THE JOURNEY IS ON
CHIEF FINANCIAL OFFICER REPORT
“IN A CHALLENGING AND UNPRECEDENTED YEAR, THE GROUP HAS PERFORMED REASONABLY WELL, RECORDING MARKED INCREASE IN TOTAL REVENUE, UNDERPINNED BY THE SOLID PERFORMANCE OF OUR STRATEGIC INVESTMENTS.
Dear Stakeholder,
2020 was certainly one of the most trying years of our lifetime. Sudden and unprecedented challenges prejudiced countries, businesses and individuals, shifted priorities and focus and brought a general sense of apprehension the world over. Despite the short-term challenges, however, I believe that AYO’s compelling investment proposition remains solid and the Group is well-positioned to continue on its strong growth trajectory witnessed over the last two years.

The reporting period was characterised by two distinct halves for our business with the COVID-19 lockdown having significant impact on operating costs and performance over the second half of the year. Strong organic growth of our strategic investments and operational excellence resulted in robust first-half results, with the Group reporting 95% increase in revenue and 25% increase in EPS and HEPS for the period ended 29 February 2020.
Soon after, however, the global pandemic shook our already fragile economy to its core and challenged business strategies, models and operations. In the face of these abrupt and extraordinary challenges, we took immediate steps to review our investment and cost structure, stabilise the business in the short-term and ensure we are well-positioned to weather the proverbial storm while gearing ourselves to deliver exceptional value to our shareholders in the aftermath.
Unlike many other industries whose operations were acutely disrupted by the pandemic, the technology sector appeared to be much more resilient. Technology has an essential role to play in supporting individuals and businesses to adapt to the “new normal” and we saw a marked rise in the demand for our products and services, particularly the unified communications and cyber security divisions, in the second half of the year. Yet, given future uncertainties, we expect to be negatively impacted by the anticipated economic downturn and reduced business spend going forward and focus on further diversifying our investment portfolio to ensure sustained future growth and deliver maximum shareholder value.
Thus, we undertook a purposeful and systematic review of our investment strategy and stress-tested our balance sheet under various best-case and worst-case scenarios to develop a comprehensive response plan that looks beyond the shortterm measures and positions the business for sustained value creation for all its stakeholders, including taking an important role in the country’s digital transformation.
Retaining and growing the value of our assets was our primary objective in this process. Our acquisition negotiations suffered unexpected delays with remote working protocols impacting on legal and financial due diligence investigations. Simultaneously, the business went into cash conservation mode focusing on business continuity and managing the operational cost structure to protect its traditionally strong cash holding position.

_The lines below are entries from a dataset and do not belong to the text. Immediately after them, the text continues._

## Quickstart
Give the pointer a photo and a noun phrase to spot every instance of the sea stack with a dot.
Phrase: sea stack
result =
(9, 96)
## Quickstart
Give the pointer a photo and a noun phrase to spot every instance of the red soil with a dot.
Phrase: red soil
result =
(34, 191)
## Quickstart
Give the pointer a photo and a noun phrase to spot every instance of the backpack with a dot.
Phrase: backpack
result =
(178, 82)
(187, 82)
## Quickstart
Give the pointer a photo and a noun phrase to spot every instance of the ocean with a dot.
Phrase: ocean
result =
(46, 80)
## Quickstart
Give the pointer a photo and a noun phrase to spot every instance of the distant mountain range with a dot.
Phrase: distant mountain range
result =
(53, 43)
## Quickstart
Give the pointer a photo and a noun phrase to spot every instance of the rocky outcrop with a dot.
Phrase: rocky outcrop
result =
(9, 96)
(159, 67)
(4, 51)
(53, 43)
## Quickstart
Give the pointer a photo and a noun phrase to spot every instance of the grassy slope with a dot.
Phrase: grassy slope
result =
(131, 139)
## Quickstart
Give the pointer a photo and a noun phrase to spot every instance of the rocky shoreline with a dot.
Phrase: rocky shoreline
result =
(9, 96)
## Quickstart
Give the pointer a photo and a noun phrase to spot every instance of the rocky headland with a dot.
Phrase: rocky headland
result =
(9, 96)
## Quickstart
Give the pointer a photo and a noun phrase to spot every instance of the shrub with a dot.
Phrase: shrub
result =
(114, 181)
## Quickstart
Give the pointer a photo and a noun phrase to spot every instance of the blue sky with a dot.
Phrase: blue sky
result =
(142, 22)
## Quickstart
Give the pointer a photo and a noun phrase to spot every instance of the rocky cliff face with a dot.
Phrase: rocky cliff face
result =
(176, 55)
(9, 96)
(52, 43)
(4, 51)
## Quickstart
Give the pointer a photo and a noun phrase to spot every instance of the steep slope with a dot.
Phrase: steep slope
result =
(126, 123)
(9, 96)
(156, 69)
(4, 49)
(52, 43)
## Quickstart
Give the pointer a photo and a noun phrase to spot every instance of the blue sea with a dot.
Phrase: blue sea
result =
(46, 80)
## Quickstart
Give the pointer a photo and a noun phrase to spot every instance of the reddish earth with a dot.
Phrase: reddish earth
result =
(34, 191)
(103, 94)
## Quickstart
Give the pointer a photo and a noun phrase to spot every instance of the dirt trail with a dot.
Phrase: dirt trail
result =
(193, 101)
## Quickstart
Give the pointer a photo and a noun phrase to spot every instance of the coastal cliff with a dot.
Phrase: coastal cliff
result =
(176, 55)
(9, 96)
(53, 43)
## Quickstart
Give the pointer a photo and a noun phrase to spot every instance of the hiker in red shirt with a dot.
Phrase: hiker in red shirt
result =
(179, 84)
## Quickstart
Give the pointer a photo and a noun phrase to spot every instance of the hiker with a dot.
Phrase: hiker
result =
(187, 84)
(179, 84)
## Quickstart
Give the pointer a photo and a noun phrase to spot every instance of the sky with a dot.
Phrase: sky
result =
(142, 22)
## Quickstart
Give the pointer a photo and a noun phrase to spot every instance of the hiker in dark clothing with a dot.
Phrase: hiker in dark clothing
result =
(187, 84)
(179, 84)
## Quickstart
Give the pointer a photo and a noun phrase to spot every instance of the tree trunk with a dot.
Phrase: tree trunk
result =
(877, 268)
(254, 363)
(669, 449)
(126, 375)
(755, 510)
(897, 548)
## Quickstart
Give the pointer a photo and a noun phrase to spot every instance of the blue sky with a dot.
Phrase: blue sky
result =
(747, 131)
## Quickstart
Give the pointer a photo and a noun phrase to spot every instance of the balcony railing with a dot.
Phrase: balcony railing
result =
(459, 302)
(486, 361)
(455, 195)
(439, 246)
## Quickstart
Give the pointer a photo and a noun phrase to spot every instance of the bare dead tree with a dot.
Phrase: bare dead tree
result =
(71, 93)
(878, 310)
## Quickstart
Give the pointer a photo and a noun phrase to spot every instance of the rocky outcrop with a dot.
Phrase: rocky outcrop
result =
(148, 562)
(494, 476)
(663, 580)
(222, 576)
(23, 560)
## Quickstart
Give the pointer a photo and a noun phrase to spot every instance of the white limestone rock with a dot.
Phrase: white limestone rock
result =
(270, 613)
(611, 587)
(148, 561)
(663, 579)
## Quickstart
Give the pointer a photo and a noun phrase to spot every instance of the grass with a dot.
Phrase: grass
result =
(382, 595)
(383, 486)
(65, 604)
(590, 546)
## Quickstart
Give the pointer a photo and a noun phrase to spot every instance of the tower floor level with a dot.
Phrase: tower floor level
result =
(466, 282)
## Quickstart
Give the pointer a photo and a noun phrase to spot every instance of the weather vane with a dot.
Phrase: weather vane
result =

Unfortunately, the reporting period also saw the implementation of five prime lending rate cuts by the South African Reserve Bank for a total of 300 basis points, which put pressure on AYO’s interest income and subsequently, overall profitability.
Notwithstanding the devastating effects of the pandemic, our hampered acquisitions and impaired interest earnings, AYO’s investment portfolio proved to be well-balanced and robust and all but one of the divisions contributed positively to the Group’s profitability.
This is a testament to the strength and soundness of our investment strategy and we are particularly proud of the growth recorded by our individual subsidiaries, despite the interruptions in their global supply chains and pressure on their operating efficiencies.
Beyond AYO’s acquisition advances, the pandemic had a disruptive effect on the overall investment market in South Africa, putting pressure on business valuations and dampening investors’ risk appetite. For the Group, this is the proverbial silver lining, as it allows us to intensify our acquisition endeavours in the near-term to make the most of the current investor’ advantageous climate and counteract the impact of depressed cash balance interest earnings.
Thus, our core focus in the next financial year will be on further expanding our investment portfolio into emerging technology sectors to fortify our already resilient Group and deliver sustainable profitability in the short-, medium- and long-term. I am firmly of the opinion that the ICT sector will be the primary driver for the country’s economic revival going forward and our stronghold in the industry allows us to play a crucial role in this important transition.
With our strong and balanced portfolio of leading technology players, we are able to benefit not just our internal stakeholders but also improve the lives of the South African community and drive the progress of Africa into a globally competitive economic powerhouse. Whilst there is a long road ahead, AYO’s solid strategic direction, strong financial position and prudent investment approach enable the Group to make the most of the current business environment to advance the country’s sustainability and transformation goals.
In closing, I would like to extend my sincere gratitude to my colleagues on the Board as well as the highly skilled finance team for their commitment, professionalism and support. It has been a pleasure and a privilege to work with you under these most challenging circumstances and I am certain that together we will rise above the challenges to report on many more successes in future.